Size: 67 Pages Transcript
Format: Originally recorded 4 sound discs. Reformatted in 2010 as 14 digital wav files. Duration is 4 hr., 38 min.
Summary: An interview of Dorothy Gill Barnes conducted 2003 May 2-7, by Joanne Cubbs, for the Archives of American Art, at the artist's home, in Worthington, Ohio, as part of the Nanette L. Laitman Documentation Project for Craft and Decorative Arts in America.

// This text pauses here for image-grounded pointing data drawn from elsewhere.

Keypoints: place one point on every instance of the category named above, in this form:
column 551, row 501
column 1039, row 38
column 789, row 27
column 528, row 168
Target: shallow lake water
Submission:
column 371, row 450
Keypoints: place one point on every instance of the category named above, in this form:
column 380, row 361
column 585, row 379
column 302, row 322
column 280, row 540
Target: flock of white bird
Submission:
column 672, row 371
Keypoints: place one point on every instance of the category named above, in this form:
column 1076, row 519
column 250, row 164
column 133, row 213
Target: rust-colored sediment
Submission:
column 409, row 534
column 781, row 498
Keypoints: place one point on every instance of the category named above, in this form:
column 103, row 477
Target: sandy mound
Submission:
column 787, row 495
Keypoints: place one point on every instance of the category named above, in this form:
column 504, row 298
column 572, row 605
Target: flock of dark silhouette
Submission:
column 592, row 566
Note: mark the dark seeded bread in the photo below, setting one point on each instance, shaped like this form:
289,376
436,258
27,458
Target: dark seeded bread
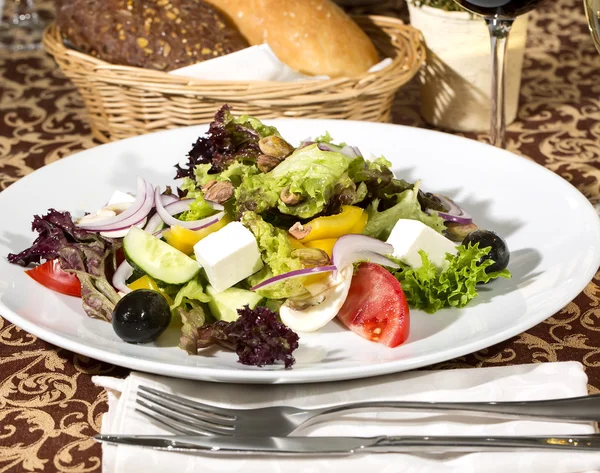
154,34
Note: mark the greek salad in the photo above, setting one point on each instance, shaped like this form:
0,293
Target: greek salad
261,241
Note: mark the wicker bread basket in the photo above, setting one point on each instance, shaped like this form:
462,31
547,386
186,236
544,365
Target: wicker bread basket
124,101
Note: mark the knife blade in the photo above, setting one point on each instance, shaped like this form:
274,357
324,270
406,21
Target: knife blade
341,446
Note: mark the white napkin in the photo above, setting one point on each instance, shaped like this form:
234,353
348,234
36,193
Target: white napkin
507,383
250,64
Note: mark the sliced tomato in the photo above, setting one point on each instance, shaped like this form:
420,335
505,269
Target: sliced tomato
376,307
51,275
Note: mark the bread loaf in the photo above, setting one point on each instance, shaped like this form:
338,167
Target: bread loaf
155,34
312,36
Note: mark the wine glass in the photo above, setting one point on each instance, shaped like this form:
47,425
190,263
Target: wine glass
499,16
592,13
21,27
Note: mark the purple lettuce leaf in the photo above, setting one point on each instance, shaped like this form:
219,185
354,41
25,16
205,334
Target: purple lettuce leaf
257,337
88,255
225,142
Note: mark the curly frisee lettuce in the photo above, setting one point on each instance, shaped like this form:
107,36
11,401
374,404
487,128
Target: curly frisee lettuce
429,289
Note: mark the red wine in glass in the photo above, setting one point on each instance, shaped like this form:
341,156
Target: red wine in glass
499,16
499,8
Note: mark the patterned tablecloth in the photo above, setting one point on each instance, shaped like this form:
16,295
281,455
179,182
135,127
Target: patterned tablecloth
48,406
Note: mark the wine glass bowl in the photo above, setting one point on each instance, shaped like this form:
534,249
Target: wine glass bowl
21,26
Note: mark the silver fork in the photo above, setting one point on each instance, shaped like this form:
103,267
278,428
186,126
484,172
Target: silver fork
188,417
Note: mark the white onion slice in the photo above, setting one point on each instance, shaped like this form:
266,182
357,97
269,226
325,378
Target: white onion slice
455,213
177,207
122,274
294,274
352,248
168,199
133,215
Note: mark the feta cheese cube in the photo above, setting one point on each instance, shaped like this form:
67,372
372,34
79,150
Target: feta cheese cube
228,255
410,236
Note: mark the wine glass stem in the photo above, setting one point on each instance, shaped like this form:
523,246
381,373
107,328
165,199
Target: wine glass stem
499,30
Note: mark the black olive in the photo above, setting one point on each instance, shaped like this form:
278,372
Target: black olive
141,316
499,252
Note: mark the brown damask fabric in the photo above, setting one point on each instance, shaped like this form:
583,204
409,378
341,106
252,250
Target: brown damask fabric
49,408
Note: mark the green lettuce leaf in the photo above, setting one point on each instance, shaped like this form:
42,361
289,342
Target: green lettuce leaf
276,252
430,290
308,171
188,306
249,121
381,223
198,209
192,290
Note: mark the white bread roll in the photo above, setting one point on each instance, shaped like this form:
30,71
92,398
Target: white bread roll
312,36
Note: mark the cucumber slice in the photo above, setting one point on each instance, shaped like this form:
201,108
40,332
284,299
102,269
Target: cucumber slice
158,259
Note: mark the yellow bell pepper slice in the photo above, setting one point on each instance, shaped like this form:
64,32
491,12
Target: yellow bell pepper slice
326,244
295,243
146,282
351,219
184,239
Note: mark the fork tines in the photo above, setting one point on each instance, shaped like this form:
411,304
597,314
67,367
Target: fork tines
184,415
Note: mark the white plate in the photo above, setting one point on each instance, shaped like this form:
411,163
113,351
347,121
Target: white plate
551,229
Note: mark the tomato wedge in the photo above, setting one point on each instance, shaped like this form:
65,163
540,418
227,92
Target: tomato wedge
51,275
376,308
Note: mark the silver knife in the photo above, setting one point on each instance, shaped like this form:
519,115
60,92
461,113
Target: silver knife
341,446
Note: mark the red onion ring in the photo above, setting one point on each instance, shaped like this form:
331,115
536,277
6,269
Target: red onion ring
349,249
293,274
153,224
121,232
166,217
122,274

Barnes speaks of her childhood in Iowa; studying art at Coe College, Minneapolis School of Art, University of Iowa, and Cranbrook Academy of Art; her experiences teaching art in a junior high school, college, and at workshops; the role of her family in her artistic career; she describes shows in the 1970s that inspired her interest in basketry, including the Lausanne Biennale, the Miniature Textile Exhibition in London and "In Praise of Hands" at the Ontario Science Centre, Toronto, 1974; the benefits of craft schools in arts education; her travels in Australia, New Zealand, Spain, France, China, and Honduras; collaborations and apprenticeships; her involvement in "Weave a Real Peace," a community aspiring to "improve the world through textiles"; women and ethnicity as inspiration; her reverence for nature and her knowledge and respect for trees; her working environment in her studio and in the woods; the elements of play and experimentation in her work; her use of dendroglyphs; the role of universities in the craft movement; critiques from various audiences and in periodicals; the value of a photo archive; she explains how the material and traditions in basketry influence her art; the difficulty and beauty of working with organic materials; the evolution of her work; her exhibition history; her political and social activities; her involvement in national and local organizations; the importance of timing as part of her artistic process; her use of power tools and collaborators; and she concludes with a statement about the National Basketry Organization. She recalls John Schulze, Audrey Flack, Osma Gallinger Tod, Jane Sauer, Ed Rossbach, Pat Hickman, Lillian Elliot, David and Judy Drew, Jack Lenor Larsen, Jiro Yonezawa, Elsabe Dixon, and others.